Toronto,+I+love+you+banner 2If you missed it at the Toronto Fringe, you can breathe easy. Toronto, I Love You, an unconventional, improvised love letter to the city of Toronto from the Bad Dog Repertory Players (BDRP), is back for a two-week stint at Bad Dog’s west end theatre. This unique, surprisingly intimate show fits perfectly in the wood-paneled space where you can sip your beer and smell the improvisers sweat (the sweet, sweet smell of creative bodies listening, responding, and weaving stories together). Now— all cards on the table—I love this little theatre. But my bias aside, improv novices and experts alike are bound to enjoy this hilarious, heartwarming bit of topophilia.

Think of a secret place in Toronto that you love. A gem tucked away behind the concrete; a diamond in the ruff, if you will. BDRP member Colin Munch opened the show telling us his: a little beach on the Don River, under a bridge near the waterfront. Craig Anderson continued describing a lone seat in the skydome at the apex of the stadium. Opening the question to the audience, one audience member told us about the green house in High Park, behind the zoo. These three spots became the three locations for the show. BDRP cycled through one setting to the next, in a clear exposition-conflict-resolution structure, and ending, delightfully, with a group song. Toronto, I Love You is what good improv is all about: a solid, creative structure; imaginative and talented improvisers; and active listening, responding and co-creating. BDRP were able to animate any scene, object or event with surprising accuracy and just a touch of quirkiness, resulting in a lively, energetic show. Highlights included when one improviser yelled at the climax, “the bridge is falling down!” and in moments, the entire group was on stage, animating the bridge, falling together, until they were just a pile of rubble (bodies) on the floor. The overall tone is one of reciprocity—the BDRP embody perfectly the “yes and” improv ethos with their active listening and imaginative working together.

What was most surprising about Toronto, I Love You was how wonderfully heartwarming it was. While many improv shows dwell in the land of the ridiculous or outrageous, Toronto, I Love You lives in one of whimsy. It’s truly a love letter. And while of course allowing the improv to go where it will, resulting in some truly side-splitting moments, there is an underlying spirit of love. It’s a show that’s not overdone or outrageous, with humor that is both smart and silly, both quietly sweet and delightfully raucous. This balance is hard to strike in improv, but Toronto, I Love You, gets it to a tee. This overall energy is brilliantly enhanced by the musical styling of Nick Di Gaetano, who, on guitar, improvises the soundtrack of the entire show.

Most of all, this show makes you think about the parts of the city that you love—your secret, or not-so-secret, gems that make this city home. And when they asked us, I thought of Bad Dog itself. Toronto, I Love You is exemplary of many things. It’s an exemplary love letter. It’s an exemplary improv show. And finally, it’s exemplary of Bad Dog, and what makes this space special.

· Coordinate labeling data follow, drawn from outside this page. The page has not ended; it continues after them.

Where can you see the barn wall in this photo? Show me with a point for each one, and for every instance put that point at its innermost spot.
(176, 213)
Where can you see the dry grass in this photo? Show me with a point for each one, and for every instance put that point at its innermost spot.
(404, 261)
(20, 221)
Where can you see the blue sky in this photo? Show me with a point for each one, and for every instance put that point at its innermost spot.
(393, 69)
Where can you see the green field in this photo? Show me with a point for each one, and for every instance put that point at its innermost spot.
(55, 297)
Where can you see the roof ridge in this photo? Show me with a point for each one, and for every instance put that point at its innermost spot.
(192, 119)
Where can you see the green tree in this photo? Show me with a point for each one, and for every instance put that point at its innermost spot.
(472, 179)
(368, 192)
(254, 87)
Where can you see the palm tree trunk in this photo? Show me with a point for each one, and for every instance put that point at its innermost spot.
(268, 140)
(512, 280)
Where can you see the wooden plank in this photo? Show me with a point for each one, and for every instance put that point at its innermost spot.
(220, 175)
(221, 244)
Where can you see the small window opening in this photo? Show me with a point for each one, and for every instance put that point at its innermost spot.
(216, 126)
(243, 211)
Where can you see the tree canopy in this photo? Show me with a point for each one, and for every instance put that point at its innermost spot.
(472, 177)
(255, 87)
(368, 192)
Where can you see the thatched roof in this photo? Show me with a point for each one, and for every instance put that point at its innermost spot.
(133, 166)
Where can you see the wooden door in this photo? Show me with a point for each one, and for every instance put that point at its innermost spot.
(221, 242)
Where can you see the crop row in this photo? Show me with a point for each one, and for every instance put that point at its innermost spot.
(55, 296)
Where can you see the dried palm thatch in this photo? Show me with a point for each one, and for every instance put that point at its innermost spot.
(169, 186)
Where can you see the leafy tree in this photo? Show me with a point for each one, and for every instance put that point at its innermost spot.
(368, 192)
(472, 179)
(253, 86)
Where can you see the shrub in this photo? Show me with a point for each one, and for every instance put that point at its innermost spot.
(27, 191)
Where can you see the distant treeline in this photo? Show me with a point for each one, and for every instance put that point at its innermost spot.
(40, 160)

There is something uniquely intimate about this little theatre. But I can’t be that person, I thought, when they opened up the favourite-space question to the audience. I can’t be that person that said, “Bad Dog Theatre is one of my favourite spots in the city.” But maybe I can. Toronto, I Love You allows an unpretentious love of place. It gives you the courage to drop the L-word without cliché, expectation or apology. It asks us to say those three words to everything from the polluted Don River, to the greenhouse that grows all the city’s flowers.

So here it goes: Toronto, I love you.